No começo da manhã, fomos surpreendidos com vários estampidos e rajadas estridentes. As balas cortavam o céu do Complexo do Alemão e só paravam nas paredes dos barracos ou do que encontrasse pela frente.
Era 02 de fevereiro, o dia do recomeço do ano letivo para as crianças. Foi decepcionante para milhares delas, que estavam super empolgadas e felizes por seu primeiro dia de aula. Elas tiveram que ficar presas em suas casas. Muitos que saíram com seus pais tiveram que voltar às presas. Quantas cenas tristes presenciei nestes dias – mães se jogando no chão com seus pequenos no meio da rua.
Naquele dia, foram mais de 12 horas de confronto sem interrupções. O saldo foi de várias casas perfuradas, dois moradores baleados, pessoas sem transporte para voltar para casa do trabalho num grande caos generalizado.
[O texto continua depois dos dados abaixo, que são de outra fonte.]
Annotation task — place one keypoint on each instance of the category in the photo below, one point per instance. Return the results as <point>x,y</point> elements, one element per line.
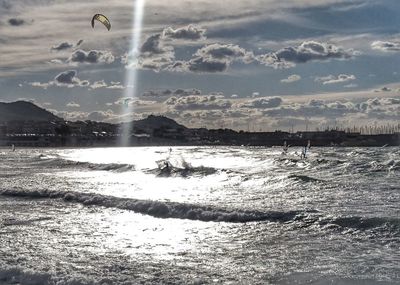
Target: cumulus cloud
<point>205,102</point>
<point>153,55</point>
<point>263,103</point>
<point>73,105</point>
<point>386,46</point>
<point>306,51</point>
<point>62,46</point>
<point>131,101</point>
<point>102,84</point>
<point>67,79</point>
<point>169,92</point>
<point>189,32</point>
<point>214,58</point>
<point>93,56</point>
<point>101,116</point>
<point>16,22</point>
<point>332,79</point>
<point>291,78</point>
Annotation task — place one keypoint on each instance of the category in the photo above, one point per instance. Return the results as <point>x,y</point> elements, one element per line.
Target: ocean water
<point>216,215</point>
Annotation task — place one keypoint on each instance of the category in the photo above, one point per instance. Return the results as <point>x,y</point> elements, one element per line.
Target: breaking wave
<point>57,162</point>
<point>159,209</point>
<point>182,172</point>
<point>21,276</point>
<point>304,178</point>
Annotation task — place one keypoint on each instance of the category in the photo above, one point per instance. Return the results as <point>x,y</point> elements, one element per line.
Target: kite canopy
<point>102,19</point>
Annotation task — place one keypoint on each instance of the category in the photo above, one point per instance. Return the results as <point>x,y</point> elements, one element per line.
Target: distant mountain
<point>25,111</point>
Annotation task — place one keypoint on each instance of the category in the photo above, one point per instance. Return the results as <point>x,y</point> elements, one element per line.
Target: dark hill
<point>24,111</point>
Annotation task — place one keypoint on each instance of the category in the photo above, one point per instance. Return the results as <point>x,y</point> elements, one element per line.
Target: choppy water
<point>218,215</point>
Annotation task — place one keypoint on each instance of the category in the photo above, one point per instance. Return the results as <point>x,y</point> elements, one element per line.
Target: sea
<point>199,215</point>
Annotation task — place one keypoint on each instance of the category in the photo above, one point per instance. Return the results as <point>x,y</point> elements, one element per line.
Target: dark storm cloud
<point>62,46</point>
<point>189,32</point>
<point>305,52</point>
<point>93,56</point>
<point>16,22</point>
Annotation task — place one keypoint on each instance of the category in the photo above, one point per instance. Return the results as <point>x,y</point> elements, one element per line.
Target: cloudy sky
<point>258,64</point>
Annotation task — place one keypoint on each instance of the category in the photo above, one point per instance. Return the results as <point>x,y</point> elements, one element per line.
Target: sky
<point>256,64</point>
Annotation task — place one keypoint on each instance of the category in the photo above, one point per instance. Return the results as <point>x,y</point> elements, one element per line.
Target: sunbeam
<point>131,73</point>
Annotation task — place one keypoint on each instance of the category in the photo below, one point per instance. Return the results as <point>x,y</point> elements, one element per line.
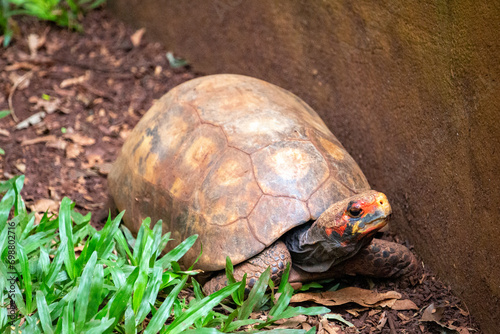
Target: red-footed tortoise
<point>255,172</point>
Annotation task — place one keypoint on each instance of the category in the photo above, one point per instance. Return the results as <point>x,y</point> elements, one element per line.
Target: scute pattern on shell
<point>234,159</point>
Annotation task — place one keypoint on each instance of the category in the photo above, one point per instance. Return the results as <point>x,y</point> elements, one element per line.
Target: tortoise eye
<point>354,210</point>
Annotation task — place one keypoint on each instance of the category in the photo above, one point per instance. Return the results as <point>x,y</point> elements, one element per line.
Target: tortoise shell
<point>234,159</point>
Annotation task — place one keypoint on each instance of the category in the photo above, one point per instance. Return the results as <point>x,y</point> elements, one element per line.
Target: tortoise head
<point>339,233</point>
<point>355,218</point>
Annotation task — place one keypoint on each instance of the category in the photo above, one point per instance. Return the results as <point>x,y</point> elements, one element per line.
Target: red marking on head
<point>340,229</point>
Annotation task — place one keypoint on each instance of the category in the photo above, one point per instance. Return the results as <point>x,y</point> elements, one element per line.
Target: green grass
<point>116,284</point>
<point>65,13</point>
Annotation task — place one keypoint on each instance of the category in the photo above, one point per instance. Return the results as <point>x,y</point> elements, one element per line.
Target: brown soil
<point>94,87</point>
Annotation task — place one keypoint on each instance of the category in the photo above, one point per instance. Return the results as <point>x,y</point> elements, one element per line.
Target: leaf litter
<point>77,96</point>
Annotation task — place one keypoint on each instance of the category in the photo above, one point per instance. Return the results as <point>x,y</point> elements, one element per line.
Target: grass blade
<point>255,296</point>
<point>43,313</point>
<point>175,254</point>
<point>66,235</point>
<point>118,303</point>
<point>68,324</point>
<point>150,295</point>
<point>82,302</point>
<point>159,318</point>
<point>25,270</point>
<point>201,309</point>
<point>96,290</point>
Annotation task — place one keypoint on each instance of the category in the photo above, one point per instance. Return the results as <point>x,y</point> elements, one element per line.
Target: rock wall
<point>411,89</point>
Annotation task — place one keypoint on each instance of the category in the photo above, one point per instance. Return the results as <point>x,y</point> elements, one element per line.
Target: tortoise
<point>256,173</point>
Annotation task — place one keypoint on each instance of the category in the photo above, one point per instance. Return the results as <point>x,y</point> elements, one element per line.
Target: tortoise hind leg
<point>275,256</point>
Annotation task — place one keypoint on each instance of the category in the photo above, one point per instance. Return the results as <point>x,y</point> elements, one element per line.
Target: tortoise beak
<point>376,218</point>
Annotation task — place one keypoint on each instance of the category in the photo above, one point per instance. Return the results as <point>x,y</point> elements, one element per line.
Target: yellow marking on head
<point>336,152</point>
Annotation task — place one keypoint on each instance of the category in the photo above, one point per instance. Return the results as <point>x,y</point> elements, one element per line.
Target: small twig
<point>13,90</point>
<point>391,323</point>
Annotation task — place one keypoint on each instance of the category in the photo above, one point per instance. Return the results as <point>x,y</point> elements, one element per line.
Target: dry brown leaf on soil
<point>32,120</point>
<point>22,83</point>
<point>80,139</point>
<point>434,314</point>
<point>137,37</point>
<point>293,322</point>
<point>382,321</point>
<point>50,106</point>
<point>37,140</point>
<point>404,304</point>
<point>20,167</point>
<point>57,143</point>
<point>330,328</point>
<point>73,150</point>
<point>75,81</point>
<point>363,297</point>
<point>45,204</point>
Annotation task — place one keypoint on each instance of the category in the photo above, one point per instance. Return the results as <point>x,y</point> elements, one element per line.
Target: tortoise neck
<point>313,251</point>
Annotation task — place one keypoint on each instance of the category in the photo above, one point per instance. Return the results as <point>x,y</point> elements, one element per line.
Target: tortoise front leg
<point>381,258</point>
<point>275,256</point>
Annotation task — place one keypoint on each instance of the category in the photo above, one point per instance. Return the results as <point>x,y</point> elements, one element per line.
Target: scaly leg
<point>381,258</point>
<point>276,256</point>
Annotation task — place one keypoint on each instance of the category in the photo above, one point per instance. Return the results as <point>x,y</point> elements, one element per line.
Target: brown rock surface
<point>411,90</point>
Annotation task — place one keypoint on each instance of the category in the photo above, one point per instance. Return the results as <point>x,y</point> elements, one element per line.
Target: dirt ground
<point>82,93</point>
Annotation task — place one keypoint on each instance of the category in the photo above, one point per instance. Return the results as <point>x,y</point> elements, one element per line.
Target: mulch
<point>84,92</point>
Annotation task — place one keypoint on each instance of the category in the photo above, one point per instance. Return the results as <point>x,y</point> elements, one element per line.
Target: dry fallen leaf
<point>403,305</point>
<point>45,204</point>
<point>74,81</point>
<point>21,83</point>
<point>329,328</point>
<point>137,37</point>
<point>57,143</point>
<point>21,167</point>
<point>37,140</point>
<point>359,296</point>
<point>32,120</point>
<point>73,150</point>
<point>434,314</point>
<point>80,139</point>
<point>382,321</point>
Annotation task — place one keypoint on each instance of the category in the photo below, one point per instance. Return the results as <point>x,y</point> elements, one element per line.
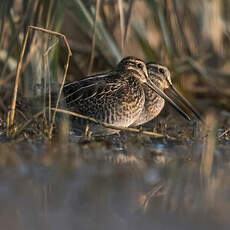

Assim que o dia 03 amanheceu, o mesmo caos retornou de forma mais intensa. As rajadas aumentaram e o número de baleados também: subiu para cinco feridos e um morto. Em mais um dia de aula perdido e o pânico instalado, vimos barricadas de fogo e ouvimos disparos em várias partes do morro. Os locais onde os confrontos se concentram recentemente estão na parte alta da favela: Fazendinha, Nova Brasília, entre outros. Nos grupos do WhatsApp dos moradores, só se liam os apelos de socorro e a preocupação com quem estava fora da favela e precisava saber o que estava acontecendo. O “zap” tem sido a nossa única forma de comunicação e sobrevivência diária.
Amanhecemos no sábado, 04, com prenúncio de uma megaoperação e, por conta do sono da madrugada interrompido a tiros, o dia foi de continuidade e intensificação dos confrontos. Mais pessoas sofreram com suas casas perfuradas com os tiros das armas de grosso calibre, e o nosso direito de ir e vir nos foi tirado por mais um dia. Nem pão foi possível comprar. Os armamentos bélicos usados aqui são de dar inveja a qualquer guerrinha na Síria. Até um dos carros blindados veio a tombar devido a forma como entram em locais que não os suportam.
Mediante tudo isso, tenho percebido que o governo não possui uma estratégia de ação efetiva nas favelas. Ele só usa esse tipo de enfrentamento e forma covarde de repressão nos lugares pobres. Mesmo diante de tantas casas e moradores, os disparos são efetuados a esmo, por exemplo. Isso mostra o quanto essa guerra está perdida. O Estado perdeu. Não há respeito.
Os milhões surrupiados pela politica corrupta adotada pelo mesmo governo têm se refletido em ações desastrosas como a que ocorreu aqui no Complexo do Alemão, além do aumento da violência em todo o resto da cidade e de outros municípios. O dinheiro que deveria ser investido em pessoas tem ido pelo ralo em armamentos, munições e operações enxuga-gelo.
As balas que têm sido usadas aqui chegam as milhares e milhares. Alguém está lucrando com isso, e não somos nós. Para os moradores, só restam os prejuízos nas casas e veículos perfurados – sem falar no grande prejuízo mental e psicológico de todos que vivem aqui.
Proponho que o governo, com a sua falida política de (in) segurança se retire, recue, vá embora. Durante todo esse tempo aqui, gastou-se milhões e as coisas seguem do mesmo jeito. É vergonhoso. Insistir nisso é desperdício de ainda mais dinheiro.
Retire sua UPP daqui e volte com Inteligência. Volte com escolas boas e com professores bem renumerados, que tragam de volta tudo aquilo que nos roubou: o sonho de um dia termos furado a bolha. Volte com as oportunidades, como no caso do PAC, tão anunciado e já tão abandonado.
Os verdadeiros traficantes usam a influência financeira e política que têm. Os verdadeiros bandidos que conheço só vejo pela TV. Muitos deles não moram aqui. Frequentam rodas importantes, decisivas e as suas intervenções maculam a vida de muitas pessoas. São ricos e poderosos.
Peço que parem com essas operações inúteis e que se posicionem nas divisas do Estado, fiscalizem a Baía da Guanabara, coloquem escutas telefônicas nos grandes escritórios de negócios do Centro e nos apartamentos da Vieira Souto. Parece ufanismo, mas esta, sim, é a forma mais eficaz de coibir o tráfico de drogas no Rio de Janeiro – e nos deixarem, enfim, livres.